The euro was able to recover against the U.S. dollar during yesterday's trading hours despite the lack of liquidity during the London session. Only medium-tier reports are due from the euro zone today but these reports could still usher in some volatility for euro pairs. Germany will be releasing its CPI while Spain will print its employment data and manufacturing PMI. Italy is also set to report is manufacturing PMI during the euro session. Bear in mind that weaker than expected readings could weigh on the euro while stronger than expected reports could give the shared currency a boost.
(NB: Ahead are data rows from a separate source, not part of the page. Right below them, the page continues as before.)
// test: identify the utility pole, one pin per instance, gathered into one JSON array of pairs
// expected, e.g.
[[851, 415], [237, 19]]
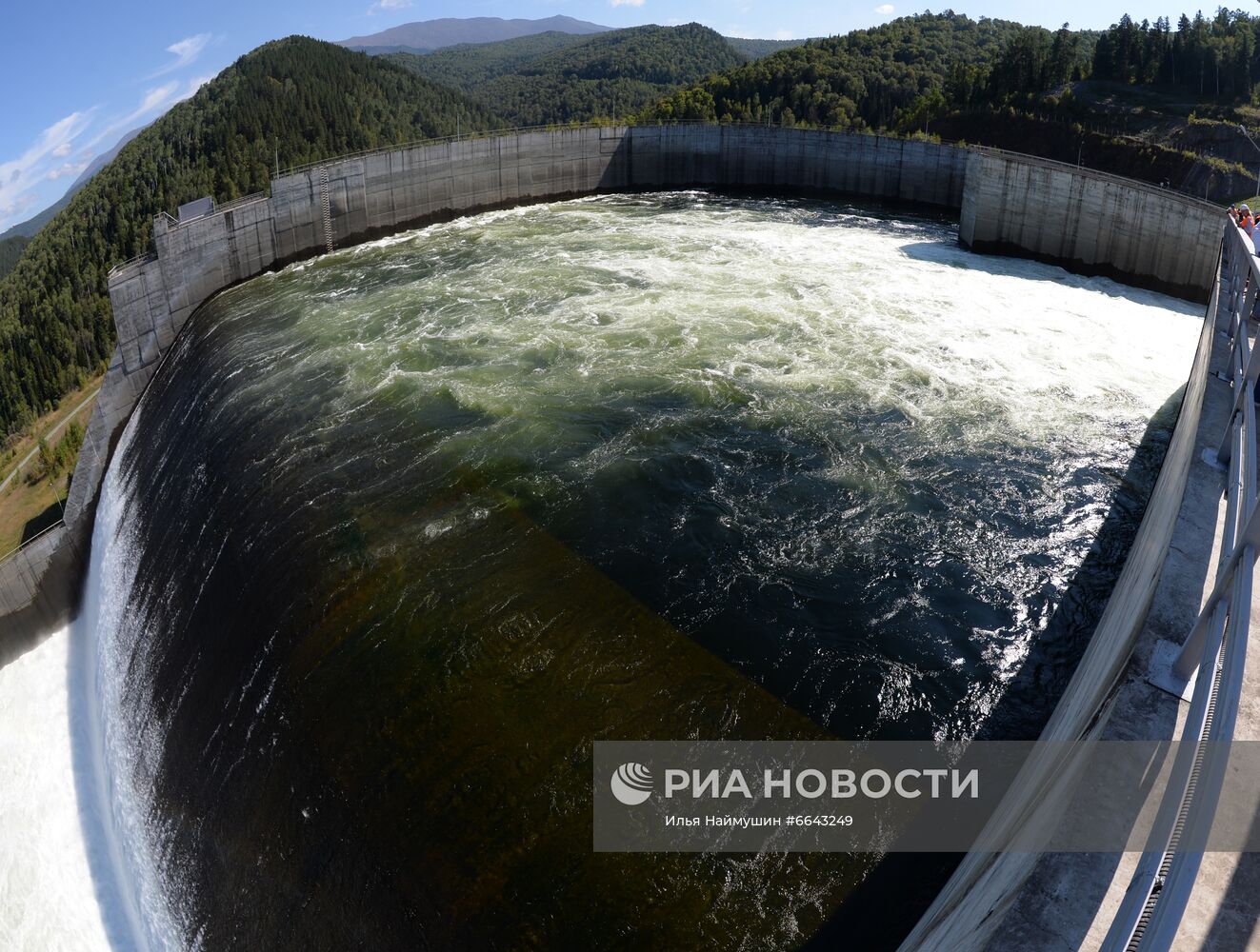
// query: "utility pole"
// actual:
[[1244, 131]]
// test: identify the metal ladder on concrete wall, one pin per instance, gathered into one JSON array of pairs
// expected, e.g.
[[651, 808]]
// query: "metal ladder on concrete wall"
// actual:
[[327, 208]]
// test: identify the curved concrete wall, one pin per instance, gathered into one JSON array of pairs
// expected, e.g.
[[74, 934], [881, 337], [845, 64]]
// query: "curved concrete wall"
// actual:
[[1090, 223], [382, 193], [1013, 204]]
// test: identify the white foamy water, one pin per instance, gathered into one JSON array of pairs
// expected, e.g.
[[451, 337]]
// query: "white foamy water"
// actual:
[[804, 324], [48, 901]]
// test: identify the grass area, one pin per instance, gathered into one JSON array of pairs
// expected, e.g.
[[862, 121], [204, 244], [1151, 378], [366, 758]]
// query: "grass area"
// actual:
[[30, 504], [30, 437]]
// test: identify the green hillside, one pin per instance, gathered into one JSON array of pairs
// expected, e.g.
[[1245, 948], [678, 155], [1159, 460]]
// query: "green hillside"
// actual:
[[584, 79], [299, 96], [756, 50], [472, 65], [10, 249], [857, 81]]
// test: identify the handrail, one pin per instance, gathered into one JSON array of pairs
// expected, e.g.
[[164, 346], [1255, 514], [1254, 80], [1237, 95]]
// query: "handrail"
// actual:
[[139, 260], [1154, 903], [33, 539], [237, 202], [560, 128], [440, 140]]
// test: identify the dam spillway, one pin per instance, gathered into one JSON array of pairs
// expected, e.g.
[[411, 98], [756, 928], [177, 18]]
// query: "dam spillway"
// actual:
[[397, 451], [1042, 209]]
Euro zone employment data is also set for release later on during the day.
The pound was able to take advantage of dollar weakness during yesterday's market hours yet the currency might be forced to return its recent gains today if the U.K. manufacturing PMI falls below expectations. The reading for March is projected to improve from 47.9 to 48.9, reflecting slower contraction in the industry. If it fails to impress, it could have a negative impact on the upcoming BOE rate decision, which might lead traders to start selling the pound early. After all, policymakers did remark that they will be keeping close tabs on business surveys to figure out if more easing is necessary or not.
Switzerland will be reporting its SVME PMI figure for March during today's London session. The reading is expected to dip from 50.8 to 50.5 for the month, showing that the expansion in the manufacturing industry was slower during the period. Stronger than expected data could push USD/CHF lower while weaker than expected results could give the pair a boost.
There are no major releases from Japan for now as traders await the BOJ interest rate decision on Thursday. Yen pairs are trading on country-specific events, with USD/JPY selling off after the U.S. printed a weak ISM manufacturing PMI figure.
Commodity Currencies (AUD, CAD, NZD)
The RBA decided to keep rates on hold at 3.00% as expected, barely triggering any reaction on Aussie pairs. Governor Glenn Stevens noted that while global growth has slowed below average pace, downside risks to the Australian economy have been reduced. He remained optimistic as he pointed out that there are still plenty of opportunities for growth. As for Canada and New Zealand, there are no reports on their schedules, which might mean we'll see mostly sideways trading for USD/CAD and NZD/USD.